-АНАТОЛИЙ ИГНАТЬЕВИЧ, что за слухи ходят о ликвидации комиссии?
- Эту, как говорится, "дезу" понадобилось организовать сейчас, чтобы сказать, что мы не годны, чтобы положить ее на стол президенту. Вот, мол, общественность выступает против комиссии, про них "МК" пишет, вот Вайнер говорит... Делается это все с единственной целью: сказать, что мы не справляемся, а потом нас заменить. Нужно ли было для этого лить на нас помои? Видно, нужно, для их внутреннего оправдания. Они не скажут, что ликвидировали комиссию, а просто ее реорганизуют.
- Кто этим занимается?
- Это организовано Ивановым Виктором Петровичем, замруководителя администрации президента. Несмотря на то, что Путин сказал, что против меня ничего лично не имеет... У Иванова уже, как нам известно, есть новый состав комиссии, который они придумали, такую колхозно-советскую комиссию... Кто-то от производства, кто-то от общественности, кто-то от генералов. А эту комиссию я по зернышку собирал десять лет. Не случайно там Лев Разгон оказался, и Булат Окуджава, и те люди, которые есть сейчас.

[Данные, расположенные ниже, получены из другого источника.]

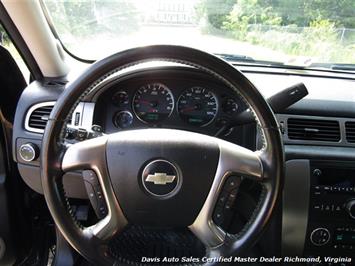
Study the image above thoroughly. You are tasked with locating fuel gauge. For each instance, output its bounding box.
[112,91,129,107]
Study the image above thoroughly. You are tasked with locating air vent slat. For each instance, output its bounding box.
[288,125,340,131]
[287,118,340,142]
[288,129,340,133]
[27,103,54,131]
[29,123,47,128]
[288,132,340,137]
[345,122,355,143]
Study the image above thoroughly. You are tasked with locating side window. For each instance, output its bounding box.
[0,24,30,83]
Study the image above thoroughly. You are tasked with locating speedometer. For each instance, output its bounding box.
[177,87,218,126]
[133,83,174,123]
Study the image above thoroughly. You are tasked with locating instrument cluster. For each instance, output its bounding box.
[94,76,248,135]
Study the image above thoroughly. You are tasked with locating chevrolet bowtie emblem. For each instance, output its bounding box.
[145,173,176,185]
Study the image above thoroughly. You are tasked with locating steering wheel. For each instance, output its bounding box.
[41,45,283,265]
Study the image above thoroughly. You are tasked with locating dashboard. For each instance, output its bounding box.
[11,64,355,262]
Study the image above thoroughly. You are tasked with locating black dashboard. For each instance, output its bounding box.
[11,64,355,262]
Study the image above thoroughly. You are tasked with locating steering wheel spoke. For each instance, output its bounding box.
[61,136,108,172]
[217,140,264,180]
[189,140,264,249]
[61,136,128,242]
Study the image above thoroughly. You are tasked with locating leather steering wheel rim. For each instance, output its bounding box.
[41,45,284,265]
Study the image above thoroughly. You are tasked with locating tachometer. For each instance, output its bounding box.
[133,83,174,123]
[177,87,218,126]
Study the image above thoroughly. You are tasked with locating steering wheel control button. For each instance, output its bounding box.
[310,228,331,246]
[217,191,228,206]
[224,176,241,191]
[83,170,99,187]
[213,207,224,226]
[82,170,107,219]
[83,181,98,210]
[19,143,39,162]
[213,176,241,227]
[142,159,180,197]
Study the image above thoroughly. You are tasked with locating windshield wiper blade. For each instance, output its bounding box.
[214,53,255,63]
[331,64,355,72]
[308,63,355,72]
[215,53,290,67]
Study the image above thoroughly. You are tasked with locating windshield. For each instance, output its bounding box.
[44,0,355,69]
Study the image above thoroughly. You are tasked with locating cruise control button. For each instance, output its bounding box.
[82,170,100,187]
[213,207,224,226]
[224,176,240,191]
[229,188,238,199]
[224,201,234,211]
[83,180,98,209]
[217,191,228,206]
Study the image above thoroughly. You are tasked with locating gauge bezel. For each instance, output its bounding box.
[132,83,175,124]
[222,97,239,115]
[177,86,219,127]
[113,110,134,129]
[111,90,129,107]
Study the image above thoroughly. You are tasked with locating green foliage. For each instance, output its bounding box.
[195,0,235,30]
[304,0,355,28]
[222,0,281,39]
[0,24,10,44]
[197,0,355,63]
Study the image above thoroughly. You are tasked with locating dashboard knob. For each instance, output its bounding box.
[19,143,39,162]
[310,228,330,246]
[345,199,355,219]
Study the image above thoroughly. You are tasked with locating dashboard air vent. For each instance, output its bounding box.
[345,122,355,143]
[26,102,55,133]
[287,118,340,142]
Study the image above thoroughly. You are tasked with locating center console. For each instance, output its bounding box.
[304,161,355,257]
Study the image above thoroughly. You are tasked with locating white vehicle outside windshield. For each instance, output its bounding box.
[44,0,355,69]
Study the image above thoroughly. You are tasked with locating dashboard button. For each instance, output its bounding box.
[19,143,39,162]
[65,127,77,139]
[310,228,330,246]
[345,199,355,219]
[313,169,322,177]
[76,128,88,141]
[91,124,103,132]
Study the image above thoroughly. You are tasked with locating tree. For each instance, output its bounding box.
[0,24,9,44]
[222,0,282,39]
[195,0,236,30]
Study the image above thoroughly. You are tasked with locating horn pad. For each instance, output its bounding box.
[106,129,219,226]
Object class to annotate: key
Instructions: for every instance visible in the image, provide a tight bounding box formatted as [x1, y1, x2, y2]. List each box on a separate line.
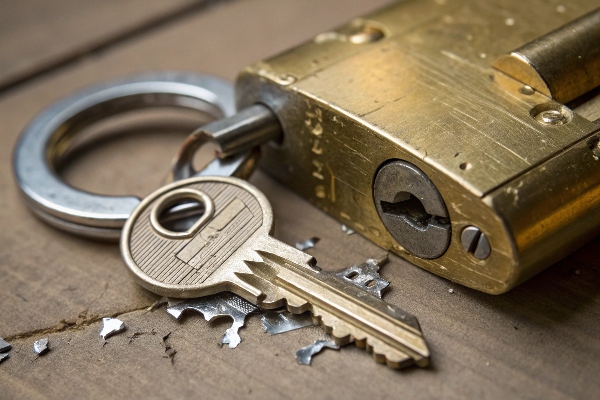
[121, 176, 430, 369]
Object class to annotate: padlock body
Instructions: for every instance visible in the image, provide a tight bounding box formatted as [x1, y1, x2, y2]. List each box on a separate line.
[236, 0, 600, 293]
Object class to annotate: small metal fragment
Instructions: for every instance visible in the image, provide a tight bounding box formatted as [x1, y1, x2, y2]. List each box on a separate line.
[166, 292, 258, 349]
[332, 255, 390, 298]
[33, 338, 49, 355]
[295, 237, 320, 251]
[0, 337, 11, 353]
[448, 288, 454, 294]
[261, 311, 315, 335]
[0, 353, 9, 363]
[100, 317, 126, 340]
[296, 339, 340, 365]
[341, 224, 355, 235]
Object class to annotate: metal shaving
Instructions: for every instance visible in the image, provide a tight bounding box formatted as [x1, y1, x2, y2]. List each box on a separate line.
[261, 311, 315, 335]
[0, 353, 9, 363]
[295, 237, 320, 251]
[166, 292, 258, 348]
[341, 224, 355, 235]
[296, 339, 340, 365]
[33, 338, 49, 355]
[333, 255, 390, 298]
[100, 317, 126, 340]
[0, 337, 11, 353]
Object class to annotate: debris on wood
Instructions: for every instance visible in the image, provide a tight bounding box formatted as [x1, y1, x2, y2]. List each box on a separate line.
[295, 237, 320, 251]
[341, 224, 355, 235]
[33, 338, 49, 355]
[100, 317, 126, 340]
[0, 337, 11, 353]
[128, 329, 157, 344]
[261, 311, 315, 335]
[167, 293, 257, 349]
[332, 255, 390, 298]
[162, 333, 176, 365]
[296, 339, 340, 366]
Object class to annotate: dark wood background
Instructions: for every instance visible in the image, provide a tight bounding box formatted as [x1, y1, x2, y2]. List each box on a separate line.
[0, 1, 598, 399]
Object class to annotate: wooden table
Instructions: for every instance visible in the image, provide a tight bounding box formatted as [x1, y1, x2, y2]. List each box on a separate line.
[1, 1, 599, 398]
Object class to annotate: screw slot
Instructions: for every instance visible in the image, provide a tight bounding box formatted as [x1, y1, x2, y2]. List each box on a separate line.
[460, 226, 491, 260]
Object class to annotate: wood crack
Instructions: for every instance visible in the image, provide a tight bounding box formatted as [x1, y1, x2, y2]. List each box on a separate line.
[4, 303, 157, 342]
[0, 0, 236, 96]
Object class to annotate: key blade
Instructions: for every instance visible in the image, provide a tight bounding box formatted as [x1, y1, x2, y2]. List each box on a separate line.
[237, 242, 430, 369]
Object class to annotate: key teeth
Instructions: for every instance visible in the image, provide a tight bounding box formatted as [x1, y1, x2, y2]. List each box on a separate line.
[311, 307, 428, 369]
[366, 339, 414, 369]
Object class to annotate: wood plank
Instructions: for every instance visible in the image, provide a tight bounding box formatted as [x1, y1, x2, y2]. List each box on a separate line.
[0, 0, 598, 398]
[0, 0, 204, 90]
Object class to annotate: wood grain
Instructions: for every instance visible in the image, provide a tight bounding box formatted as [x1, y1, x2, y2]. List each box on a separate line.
[0, 0, 204, 90]
[0, 0, 598, 399]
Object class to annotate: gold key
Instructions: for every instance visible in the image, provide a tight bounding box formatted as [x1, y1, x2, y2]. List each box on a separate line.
[121, 176, 430, 369]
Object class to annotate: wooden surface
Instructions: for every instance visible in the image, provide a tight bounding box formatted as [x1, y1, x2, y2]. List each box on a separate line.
[0, 1, 599, 399]
[0, 0, 205, 91]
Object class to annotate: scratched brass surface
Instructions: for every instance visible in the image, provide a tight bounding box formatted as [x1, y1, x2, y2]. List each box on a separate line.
[237, 0, 600, 293]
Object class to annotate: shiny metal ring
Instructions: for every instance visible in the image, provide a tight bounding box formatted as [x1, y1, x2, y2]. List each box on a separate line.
[13, 72, 237, 241]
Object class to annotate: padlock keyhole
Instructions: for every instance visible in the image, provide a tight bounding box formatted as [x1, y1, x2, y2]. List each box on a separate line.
[380, 192, 431, 228]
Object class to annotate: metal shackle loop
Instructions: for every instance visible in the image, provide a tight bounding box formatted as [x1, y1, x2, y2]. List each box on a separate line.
[13, 72, 242, 241]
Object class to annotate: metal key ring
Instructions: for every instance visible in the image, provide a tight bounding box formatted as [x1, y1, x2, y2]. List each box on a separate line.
[13, 72, 252, 241]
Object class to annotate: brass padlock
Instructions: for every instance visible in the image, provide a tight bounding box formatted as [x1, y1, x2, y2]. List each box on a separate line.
[235, 0, 600, 294]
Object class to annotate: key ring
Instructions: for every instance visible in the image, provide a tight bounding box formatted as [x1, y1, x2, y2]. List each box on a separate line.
[13, 72, 256, 241]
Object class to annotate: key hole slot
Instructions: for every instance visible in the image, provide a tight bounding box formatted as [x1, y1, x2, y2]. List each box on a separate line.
[150, 188, 215, 239]
[158, 200, 204, 232]
[380, 191, 432, 229]
[380, 192, 450, 230]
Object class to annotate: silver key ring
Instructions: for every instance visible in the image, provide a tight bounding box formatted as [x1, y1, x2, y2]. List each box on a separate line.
[13, 72, 251, 241]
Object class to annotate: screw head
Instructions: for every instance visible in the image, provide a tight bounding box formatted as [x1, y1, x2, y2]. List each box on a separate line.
[530, 103, 573, 126]
[461, 226, 491, 260]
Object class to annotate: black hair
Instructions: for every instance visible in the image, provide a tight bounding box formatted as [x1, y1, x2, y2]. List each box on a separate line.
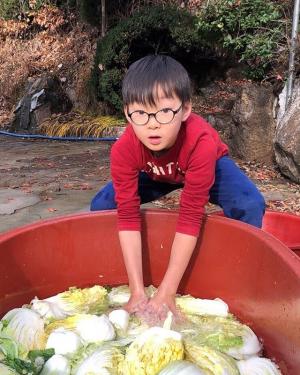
[122, 55, 191, 107]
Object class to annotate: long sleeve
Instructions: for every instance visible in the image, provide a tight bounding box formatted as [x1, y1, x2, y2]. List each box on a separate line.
[176, 132, 218, 236]
[111, 129, 142, 231]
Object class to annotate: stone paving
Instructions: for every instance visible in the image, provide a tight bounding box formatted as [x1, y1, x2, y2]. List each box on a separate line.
[0, 136, 112, 233]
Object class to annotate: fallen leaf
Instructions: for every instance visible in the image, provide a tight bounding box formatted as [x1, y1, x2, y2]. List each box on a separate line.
[48, 207, 57, 212]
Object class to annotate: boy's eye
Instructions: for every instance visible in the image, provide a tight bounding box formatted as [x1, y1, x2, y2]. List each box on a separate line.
[161, 108, 171, 113]
[137, 110, 145, 115]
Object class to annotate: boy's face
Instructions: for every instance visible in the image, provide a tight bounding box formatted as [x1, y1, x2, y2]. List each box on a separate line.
[124, 87, 192, 154]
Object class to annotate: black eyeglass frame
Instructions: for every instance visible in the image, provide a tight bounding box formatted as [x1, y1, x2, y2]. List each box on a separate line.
[127, 103, 183, 126]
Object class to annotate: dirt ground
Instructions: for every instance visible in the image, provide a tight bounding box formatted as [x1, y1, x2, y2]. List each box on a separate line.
[0, 135, 299, 234]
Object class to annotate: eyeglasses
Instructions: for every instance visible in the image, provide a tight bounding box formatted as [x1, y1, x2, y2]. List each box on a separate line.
[127, 103, 182, 126]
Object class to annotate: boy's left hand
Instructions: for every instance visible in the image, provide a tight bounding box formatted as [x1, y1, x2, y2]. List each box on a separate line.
[137, 289, 179, 325]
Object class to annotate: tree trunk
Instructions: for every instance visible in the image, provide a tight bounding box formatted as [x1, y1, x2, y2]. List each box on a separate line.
[101, 0, 106, 37]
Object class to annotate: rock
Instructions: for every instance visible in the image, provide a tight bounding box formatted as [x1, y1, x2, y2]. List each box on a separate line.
[201, 81, 276, 162]
[206, 113, 235, 149]
[274, 80, 300, 183]
[10, 74, 72, 133]
[225, 65, 247, 80]
[231, 83, 276, 164]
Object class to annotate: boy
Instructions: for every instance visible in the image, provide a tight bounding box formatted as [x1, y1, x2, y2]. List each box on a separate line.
[91, 55, 265, 320]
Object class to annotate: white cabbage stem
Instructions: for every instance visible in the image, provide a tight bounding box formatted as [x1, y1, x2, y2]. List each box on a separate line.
[40, 354, 71, 375]
[46, 328, 82, 356]
[108, 309, 130, 332]
[75, 314, 115, 343]
[237, 356, 282, 374]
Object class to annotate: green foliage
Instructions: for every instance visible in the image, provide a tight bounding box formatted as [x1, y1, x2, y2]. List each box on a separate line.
[196, 0, 285, 79]
[49, 0, 77, 10]
[0, 0, 53, 19]
[78, 0, 100, 26]
[92, 1, 285, 112]
[91, 5, 204, 113]
[0, 0, 25, 19]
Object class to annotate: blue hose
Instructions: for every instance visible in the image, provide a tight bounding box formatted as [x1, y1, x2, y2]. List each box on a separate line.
[0, 130, 118, 142]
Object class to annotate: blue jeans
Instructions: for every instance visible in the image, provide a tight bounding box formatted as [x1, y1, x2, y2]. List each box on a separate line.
[90, 156, 266, 228]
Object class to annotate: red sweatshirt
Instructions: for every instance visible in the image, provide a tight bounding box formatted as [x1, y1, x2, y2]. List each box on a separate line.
[111, 113, 228, 236]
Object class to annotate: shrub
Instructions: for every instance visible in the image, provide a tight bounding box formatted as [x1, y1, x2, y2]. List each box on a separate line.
[91, 1, 287, 113]
[196, 0, 286, 79]
[78, 0, 100, 26]
[91, 5, 208, 113]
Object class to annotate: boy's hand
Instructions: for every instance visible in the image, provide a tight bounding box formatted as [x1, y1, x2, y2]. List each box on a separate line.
[138, 289, 180, 325]
[139, 232, 197, 325]
[123, 292, 148, 314]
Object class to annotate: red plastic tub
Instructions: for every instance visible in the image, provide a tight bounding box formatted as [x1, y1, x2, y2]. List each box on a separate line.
[1, 210, 300, 374]
[211, 209, 300, 256]
[263, 210, 300, 254]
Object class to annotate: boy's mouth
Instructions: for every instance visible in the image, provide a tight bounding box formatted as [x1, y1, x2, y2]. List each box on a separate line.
[148, 136, 161, 145]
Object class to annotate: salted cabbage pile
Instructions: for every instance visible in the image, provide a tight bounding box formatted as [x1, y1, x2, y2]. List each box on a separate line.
[0, 285, 282, 375]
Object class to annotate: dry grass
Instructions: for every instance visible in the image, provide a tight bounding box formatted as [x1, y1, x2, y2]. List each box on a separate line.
[39, 111, 125, 137]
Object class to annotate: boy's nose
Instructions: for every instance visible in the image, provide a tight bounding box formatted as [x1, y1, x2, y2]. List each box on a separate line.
[147, 115, 161, 129]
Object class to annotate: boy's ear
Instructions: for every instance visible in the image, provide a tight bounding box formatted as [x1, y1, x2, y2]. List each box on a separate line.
[182, 101, 192, 121]
[123, 106, 131, 124]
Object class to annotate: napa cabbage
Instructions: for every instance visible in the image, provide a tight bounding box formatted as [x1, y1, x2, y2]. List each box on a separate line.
[237, 356, 282, 374]
[1, 348, 55, 374]
[46, 328, 82, 356]
[71, 346, 124, 375]
[158, 360, 207, 374]
[185, 343, 240, 375]
[1, 308, 45, 355]
[31, 286, 108, 320]
[122, 327, 184, 375]
[0, 363, 18, 374]
[108, 285, 131, 307]
[108, 285, 157, 307]
[46, 314, 115, 344]
[0, 336, 19, 359]
[176, 296, 228, 317]
[108, 309, 130, 333]
[125, 315, 150, 339]
[182, 315, 261, 359]
[40, 354, 71, 375]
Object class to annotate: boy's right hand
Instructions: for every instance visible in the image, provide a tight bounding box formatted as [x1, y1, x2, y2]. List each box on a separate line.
[123, 292, 149, 314]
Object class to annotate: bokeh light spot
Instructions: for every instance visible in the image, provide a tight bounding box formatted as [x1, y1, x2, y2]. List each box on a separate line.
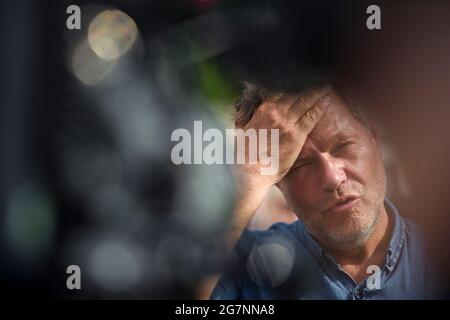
[71, 39, 117, 85]
[88, 10, 138, 60]
[247, 241, 294, 287]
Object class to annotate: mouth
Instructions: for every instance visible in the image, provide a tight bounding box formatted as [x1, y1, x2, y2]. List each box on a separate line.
[324, 195, 360, 214]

- Когда же все проблемы начались?
- С приходом Иванова на должность зама Волошина, с августа прошлого года. С самим Волошиным у нас нормальные отношения, при нем мы работали, при нем миловали, и он знает о наших отношениях с Ельциным. С августа прошлого года по сегодняшний день благодаря Иванову президенту не поступают дела о помиловании, он перекрыл их. Можно ли представить себе, что в какой-нибудь другой цивилизованной стране один чиновник может перекрыть на год статью Конституции (50-я статья, гарантирующая гражданам России право на помилование. - Н.Р.)?
- В чем вас обвиняют?
- Нам ставят в вину "динамику роста помилованных". Но эта динамика ничего не отражает кроме того, что мы больше работать стали! Оппоненты подсчитали даже, сколько мы дело рассматриваем и как это на его "качестве" отражается. Но это ложь, что на дело мы тратим 10-15 минут! Мы же эти дела домой берем! Да, на человека, который украл две курицы, мы можем потратить полминуты, потому что знаем, что не должен он сидеть за это четыре года. У нас ведь тюрьмы ошибочно называют исправительными учреждениями. Они никого не исправляют, только калечат. А вот на другого мы можем потратить полчаса и более... А потом ночью кто-то позвонит мне из членов комиссии и скажет, я, мол, против голосовал, неправильно, давайте учтем мой голос. И мы к делу можем еще раз вернуться. Мы копаемся в судьбах! И тратим на каждую судьбу столько времени, сколько нужно. Поверьте мне, каждое дело через кровь нашу проходит. Я из-за этой работы литературу забросил. За 10 лет удалось только трехтомник "Долина смертной тени" выпустить, да и тот - о работе комиссии.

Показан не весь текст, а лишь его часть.